Drive higher GPU utilization and throughput

This article is part of the Learning path: Get started with Watson Machine Learning Accelerator series.

Introduction

GPUs are designed to run some of the most complex deep learning models, such as RESNET, NMT, Transformer, DeepSpeech, and NCF. Most enterprise models are trained or deployed to use only a fraction of the GPU compute and memory capacity. How can you reclaim this memory and compute headroom to get the most out of your GPU investment?

IBM Watson® Machine Learning Accelerator provides facilities to share GPU resources across multiple small jobs. This allows maximum return on investment for IT teams in enterprises where GPUs are in high demand. Additionally, you share a GPU across multiple jobs when your jobs are waiting for resources, or distributed jobs are running across GPUs that might be stacked on top of each other. Running multiple jobs in parallel without any resource conflicts allows the overall job throughput of the cluster to cross multiple tenants and users to have a multiplicative effect. GPU job-sharing improves throughput for training, inferencing, technical, and math-heavy quantitative workloads.

Learning objectives

In this tutorial, learn how to use the Watson Machine Learning Accelerator advanced scheduler to accelerate multiple deep learning training jobs by batching and running four jobs on a single GPU. We submit 16 running jobs to four GPUs, with each GPU distributing resources evenly to run four jobs in parallel. By default, Watson Machine Learning Accelerator assigns one execution slot to a GPU. We enable multiple execution slots per GPU so multiple jobs are dispatched by the scheduler to the GPU.

Estimated time

It should take you approximately two hours to complete this tutorial, including approximately 30 minutes of model training, installation, and configuration, as well as driving the model through the GUI.

Prerequisites

  1. Download the Watson Machine Learning Accelerator evaluation software. This is a 4.9 GB download and requires an IBM ID.
  2. Install and configure Watson Machine Learning Accelerator by using the instructions listed in the IBM Knowledge Center.
  3. Configure the operating system user. At the operating system level, as root on all nodes, create a group and user for the operating system execution user.

     groupadd egoadmin
     useradd -g egoadmin -m egoadmin
    
  4. Create the GPU Resource Group ComputeHostGPT_multijob. Note that Advanced Formula is set to ngpus*4. This allows multiple jobs (four in this example) to share the same GPU resource. This way, if you have many lightweight workloads that can be accommodated into GPU memory, you can stack them and run them in parallel. Resource group dashboard

  5. Create the Spark Instance Group dli-multi. Click Create to complete the creation of the resource group. Creating Spark Instance Group

    a. Click New. Spark Instance groups for all consumers

    b. Select Templates. New Spark Instance Group dashboard

    c. Select dli-sig-template-2-2-0. Template dashboard

    d. Enter the following three values:

    • Instance group: dli-multi
    • Spark deployment directory: /home/egoadmin/dli-multi
    • Execution user for instance group: egoadmin

      e. Select ComputeHostGPT_multijob in the Spark executors (GPU slots).

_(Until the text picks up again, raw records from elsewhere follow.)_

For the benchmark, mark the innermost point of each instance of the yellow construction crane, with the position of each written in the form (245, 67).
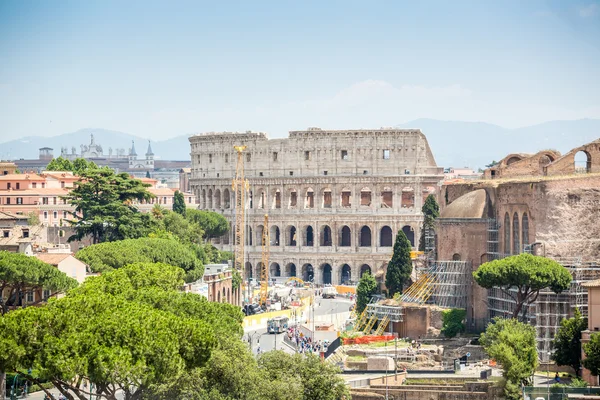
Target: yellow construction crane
(264, 270)
(240, 187)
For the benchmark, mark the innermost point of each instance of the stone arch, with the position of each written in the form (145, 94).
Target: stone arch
(583, 162)
(525, 230)
(327, 274)
(326, 238)
(506, 234)
(290, 269)
(226, 198)
(291, 236)
(309, 236)
(364, 238)
(365, 268)
(387, 197)
(309, 198)
(345, 237)
(275, 270)
(308, 273)
(410, 234)
(365, 197)
(346, 274)
(386, 238)
(275, 235)
(217, 198)
(516, 234)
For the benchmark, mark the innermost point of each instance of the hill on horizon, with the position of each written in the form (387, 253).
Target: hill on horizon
(453, 143)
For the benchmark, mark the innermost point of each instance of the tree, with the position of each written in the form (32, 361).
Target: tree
(400, 266)
(522, 277)
(20, 274)
(567, 342)
(179, 203)
(513, 345)
(126, 331)
(592, 354)
(103, 207)
(104, 257)
(367, 287)
(213, 224)
(431, 211)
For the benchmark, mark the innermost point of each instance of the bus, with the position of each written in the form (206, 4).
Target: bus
(277, 324)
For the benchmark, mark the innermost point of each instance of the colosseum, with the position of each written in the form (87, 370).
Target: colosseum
(335, 199)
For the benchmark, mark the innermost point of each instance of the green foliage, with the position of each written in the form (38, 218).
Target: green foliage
(525, 272)
(367, 287)
(179, 203)
(400, 266)
(103, 207)
(453, 322)
(431, 211)
(213, 224)
(126, 330)
(513, 345)
(567, 342)
(104, 257)
(20, 273)
(592, 354)
(33, 218)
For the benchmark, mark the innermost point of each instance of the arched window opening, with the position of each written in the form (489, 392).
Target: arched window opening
(365, 268)
(410, 234)
(365, 236)
(365, 197)
(345, 239)
(327, 199)
(309, 239)
(387, 198)
(525, 229)
(326, 239)
(326, 274)
(346, 274)
(506, 234)
(516, 234)
(385, 237)
(583, 162)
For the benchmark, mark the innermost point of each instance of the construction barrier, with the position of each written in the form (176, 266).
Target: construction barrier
(367, 339)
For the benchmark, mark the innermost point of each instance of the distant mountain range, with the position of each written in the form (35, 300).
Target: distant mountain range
(454, 143)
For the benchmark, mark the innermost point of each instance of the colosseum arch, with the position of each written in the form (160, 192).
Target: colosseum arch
(308, 273)
(364, 238)
(326, 238)
(275, 235)
(327, 274)
(346, 274)
(291, 236)
(387, 198)
(410, 234)
(309, 236)
(217, 198)
(345, 237)
(386, 237)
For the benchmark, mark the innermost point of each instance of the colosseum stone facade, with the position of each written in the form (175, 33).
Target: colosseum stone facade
(335, 199)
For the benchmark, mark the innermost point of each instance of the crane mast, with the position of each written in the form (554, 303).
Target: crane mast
(264, 270)
(240, 187)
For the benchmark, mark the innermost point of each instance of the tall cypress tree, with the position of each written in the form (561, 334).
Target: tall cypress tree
(400, 266)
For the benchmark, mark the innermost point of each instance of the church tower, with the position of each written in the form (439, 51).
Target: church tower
(149, 157)
(132, 156)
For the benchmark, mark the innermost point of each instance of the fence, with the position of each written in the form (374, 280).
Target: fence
(556, 392)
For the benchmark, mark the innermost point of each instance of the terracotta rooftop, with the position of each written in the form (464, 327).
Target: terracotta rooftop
(52, 259)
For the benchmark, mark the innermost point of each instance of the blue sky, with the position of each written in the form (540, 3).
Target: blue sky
(161, 69)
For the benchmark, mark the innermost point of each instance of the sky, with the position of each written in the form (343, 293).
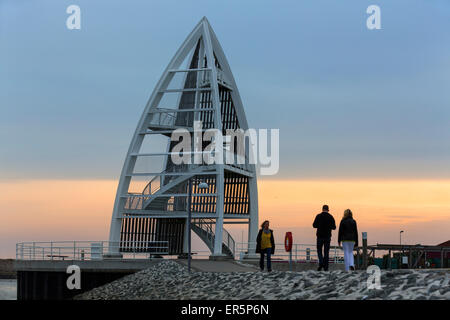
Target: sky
(358, 109)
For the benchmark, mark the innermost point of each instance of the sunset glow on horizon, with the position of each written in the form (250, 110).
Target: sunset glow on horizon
(45, 210)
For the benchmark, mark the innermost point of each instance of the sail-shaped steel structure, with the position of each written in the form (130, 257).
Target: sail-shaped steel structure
(197, 85)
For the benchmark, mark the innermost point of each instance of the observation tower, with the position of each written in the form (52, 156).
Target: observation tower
(151, 204)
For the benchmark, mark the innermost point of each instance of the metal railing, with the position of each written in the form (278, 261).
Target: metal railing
(301, 253)
(88, 250)
(164, 119)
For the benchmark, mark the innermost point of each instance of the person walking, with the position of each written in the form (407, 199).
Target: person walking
(324, 223)
(265, 245)
(348, 235)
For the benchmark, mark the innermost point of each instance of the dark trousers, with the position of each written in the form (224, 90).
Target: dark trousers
(268, 253)
(323, 257)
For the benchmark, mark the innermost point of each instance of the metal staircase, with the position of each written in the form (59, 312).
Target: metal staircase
(203, 228)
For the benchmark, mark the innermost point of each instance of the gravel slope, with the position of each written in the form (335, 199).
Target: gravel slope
(169, 280)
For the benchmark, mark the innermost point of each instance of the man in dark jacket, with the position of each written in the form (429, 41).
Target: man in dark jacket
(324, 223)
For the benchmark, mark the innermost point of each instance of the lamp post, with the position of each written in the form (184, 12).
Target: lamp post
(401, 237)
(202, 185)
(401, 251)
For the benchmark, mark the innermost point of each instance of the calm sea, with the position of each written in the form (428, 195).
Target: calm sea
(8, 289)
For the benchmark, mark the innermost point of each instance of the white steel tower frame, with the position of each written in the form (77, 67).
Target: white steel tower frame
(233, 189)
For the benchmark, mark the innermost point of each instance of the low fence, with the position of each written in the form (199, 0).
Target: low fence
(86, 250)
(95, 250)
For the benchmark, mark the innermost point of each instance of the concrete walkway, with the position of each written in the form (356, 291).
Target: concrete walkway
(218, 266)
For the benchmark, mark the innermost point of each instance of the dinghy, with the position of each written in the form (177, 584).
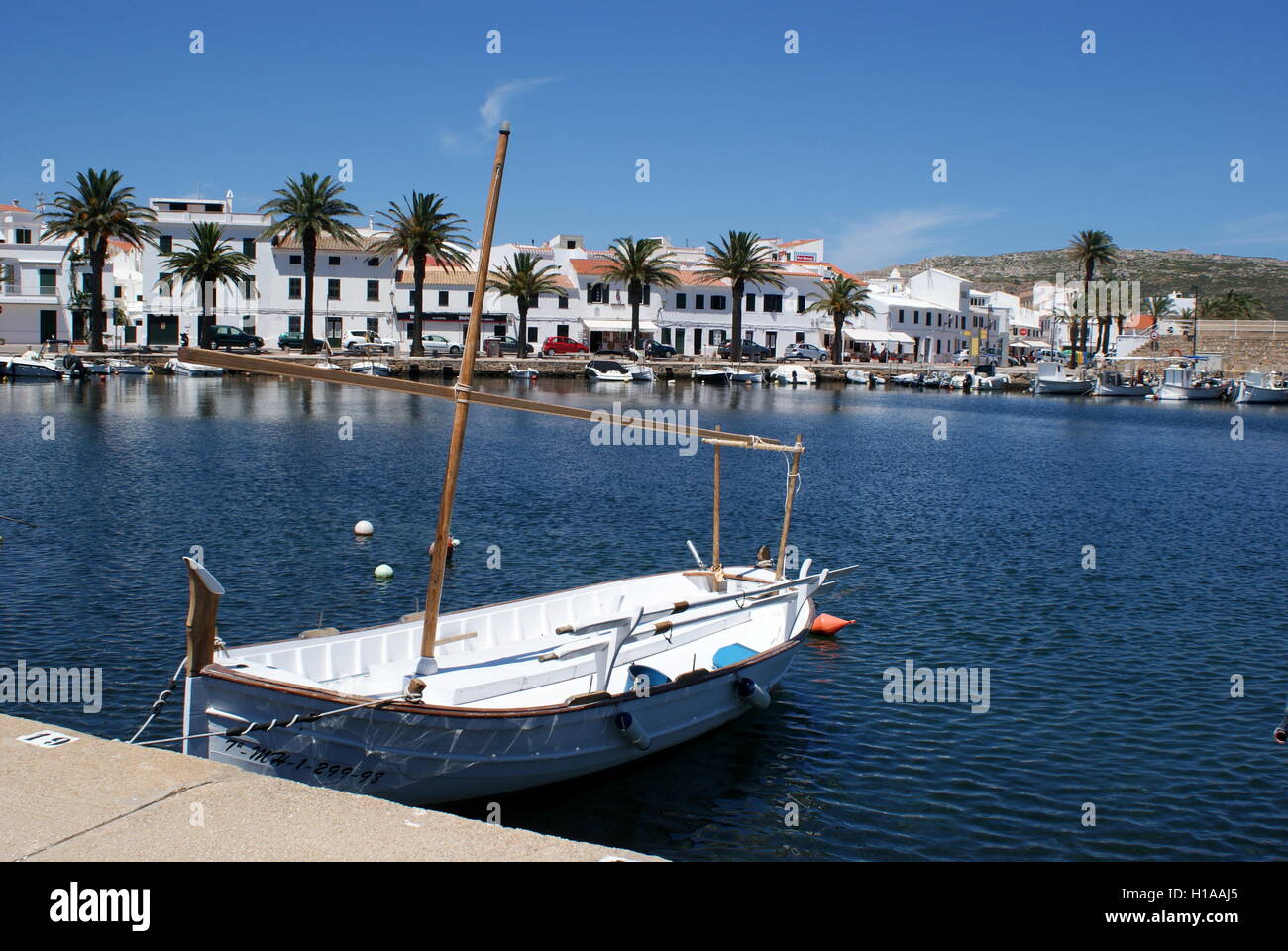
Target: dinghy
(445, 706)
(1052, 380)
(192, 368)
(1261, 388)
(789, 375)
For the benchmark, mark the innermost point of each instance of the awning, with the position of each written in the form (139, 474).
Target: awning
(645, 326)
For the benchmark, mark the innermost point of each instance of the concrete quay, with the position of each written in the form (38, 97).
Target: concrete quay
(101, 800)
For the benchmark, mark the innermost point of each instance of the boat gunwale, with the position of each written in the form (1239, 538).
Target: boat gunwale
(226, 673)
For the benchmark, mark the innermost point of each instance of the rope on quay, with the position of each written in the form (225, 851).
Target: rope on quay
(277, 724)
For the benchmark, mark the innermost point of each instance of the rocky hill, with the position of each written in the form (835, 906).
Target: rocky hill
(1159, 272)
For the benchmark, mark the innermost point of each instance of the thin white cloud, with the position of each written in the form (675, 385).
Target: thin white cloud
(896, 238)
(490, 114)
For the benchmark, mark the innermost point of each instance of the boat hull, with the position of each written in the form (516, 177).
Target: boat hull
(426, 755)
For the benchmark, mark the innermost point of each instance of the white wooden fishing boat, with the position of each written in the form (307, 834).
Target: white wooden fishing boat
(1113, 382)
(1261, 388)
(189, 368)
(124, 368)
(370, 368)
(711, 375)
(446, 706)
(608, 371)
(34, 365)
(1052, 380)
(1180, 382)
(791, 375)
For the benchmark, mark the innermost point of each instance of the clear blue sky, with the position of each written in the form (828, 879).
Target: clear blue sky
(836, 141)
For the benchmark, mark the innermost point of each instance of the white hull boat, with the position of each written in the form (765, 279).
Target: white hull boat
(184, 368)
(370, 368)
(1051, 380)
(711, 375)
(789, 375)
(1261, 388)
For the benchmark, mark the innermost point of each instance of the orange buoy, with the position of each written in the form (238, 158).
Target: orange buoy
(828, 625)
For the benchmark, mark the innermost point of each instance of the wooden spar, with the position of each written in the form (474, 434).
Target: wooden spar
(793, 476)
(307, 371)
(717, 581)
(443, 532)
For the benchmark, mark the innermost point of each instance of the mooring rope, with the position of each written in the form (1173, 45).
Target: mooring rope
(278, 724)
(160, 701)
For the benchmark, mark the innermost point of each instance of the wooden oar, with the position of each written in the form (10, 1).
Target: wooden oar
(307, 371)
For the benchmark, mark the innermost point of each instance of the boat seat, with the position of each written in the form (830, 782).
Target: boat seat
(732, 654)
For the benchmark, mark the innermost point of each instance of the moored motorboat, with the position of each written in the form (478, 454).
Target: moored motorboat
(1261, 388)
(1052, 380)
(791, 375)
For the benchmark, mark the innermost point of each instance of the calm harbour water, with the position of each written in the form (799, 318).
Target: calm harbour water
(1109, 686)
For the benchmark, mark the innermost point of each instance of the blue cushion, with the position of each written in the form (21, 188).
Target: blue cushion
(732, 654)
(655, 678)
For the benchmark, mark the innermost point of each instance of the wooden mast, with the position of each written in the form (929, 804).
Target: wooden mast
(442, 534)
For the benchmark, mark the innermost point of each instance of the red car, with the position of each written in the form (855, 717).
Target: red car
(562, 344)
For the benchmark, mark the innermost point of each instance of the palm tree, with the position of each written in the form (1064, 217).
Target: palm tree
(209, 264)
(841, 296)
(741, 260)
(638, 264)
(1090, 249)
(97, 211)
(305, 210)
(523, 277)
(417, 230)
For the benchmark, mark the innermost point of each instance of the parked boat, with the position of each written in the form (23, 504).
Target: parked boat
(124, 368)
(370, 368)
(1180, 382)
(608, 371)
(34, 365)
(711, 375)
(1116, 384)
(438, 707)
(791, 375)
(187, 368)
(1052, 380)
(1261, 388)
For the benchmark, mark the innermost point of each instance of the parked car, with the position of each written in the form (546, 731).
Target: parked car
(294, 341)
(750, 351)
(804, 351)
(227, 335)
(439, 344)
(562, 344)
(507, 344)
(365, 341)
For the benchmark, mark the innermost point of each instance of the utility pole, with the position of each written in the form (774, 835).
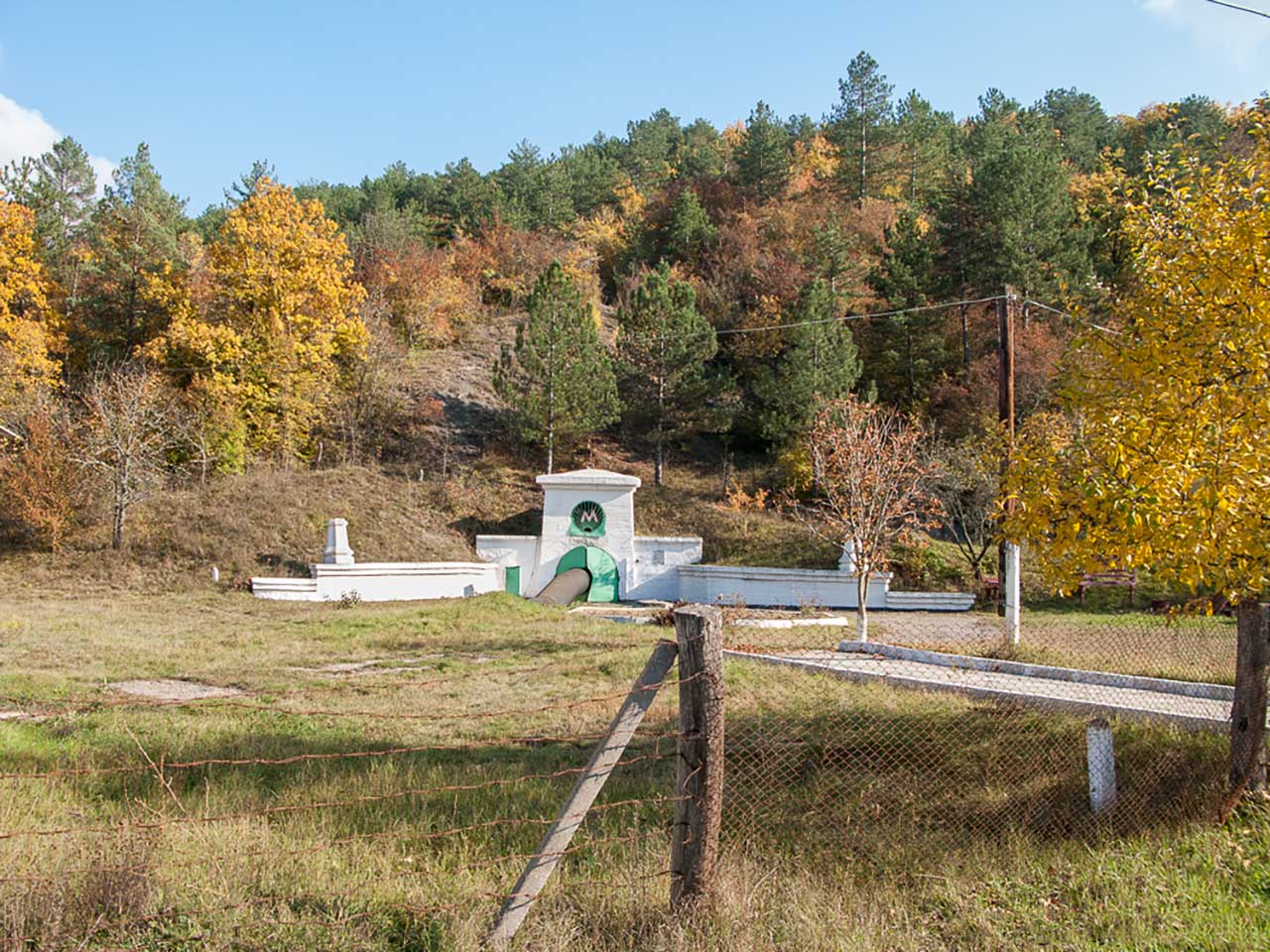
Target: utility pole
(1007, 569)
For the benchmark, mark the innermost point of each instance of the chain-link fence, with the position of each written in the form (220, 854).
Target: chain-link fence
(940, 737)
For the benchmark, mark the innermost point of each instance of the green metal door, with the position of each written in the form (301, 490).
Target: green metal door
(599, 563)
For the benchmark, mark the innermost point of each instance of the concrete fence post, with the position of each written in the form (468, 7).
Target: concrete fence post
(1012, 593)
(1100, 753)
(698, 774)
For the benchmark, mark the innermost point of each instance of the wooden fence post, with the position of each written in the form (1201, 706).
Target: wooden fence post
(1248, 711)
(698, 774)
(592, 779)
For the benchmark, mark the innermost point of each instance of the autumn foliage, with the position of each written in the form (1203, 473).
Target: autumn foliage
(1159, 458)
(28, 327)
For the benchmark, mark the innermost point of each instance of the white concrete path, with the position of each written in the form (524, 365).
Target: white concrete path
(1058, 689)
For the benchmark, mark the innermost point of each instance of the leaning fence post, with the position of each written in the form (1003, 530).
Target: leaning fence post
(698, 772)
(603, 762)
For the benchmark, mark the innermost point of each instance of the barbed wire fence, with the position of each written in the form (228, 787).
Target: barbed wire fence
(933, 743)
(409, 844)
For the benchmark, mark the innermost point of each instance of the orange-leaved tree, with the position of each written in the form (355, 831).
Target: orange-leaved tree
(873, 488)
(276, 325)
(28, 329)
(1159, 458)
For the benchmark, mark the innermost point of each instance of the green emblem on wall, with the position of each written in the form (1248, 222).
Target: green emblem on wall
(587, 520)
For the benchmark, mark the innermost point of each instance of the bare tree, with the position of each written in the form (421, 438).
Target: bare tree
(131, 428)
(873, 488)
(966, 488)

  6. Deploy the Spark Instance Group by clicking Create and Deploy Instance group > Continue to Instance Group, and watch as your instance group deploys.

Launch the jobs

To test the Watson Machine Learning Accelerator, you must first train a model or use an existing one and connect it to a data set to solve a specific problem. After you configure the environment, submit multiple training jobs and run the execution script. Then, you can log on to the Watson Machine Learning Accelerator GUI to monitor the jobs running across the GPUs and how the GPU resources are distributed evenly for the runs.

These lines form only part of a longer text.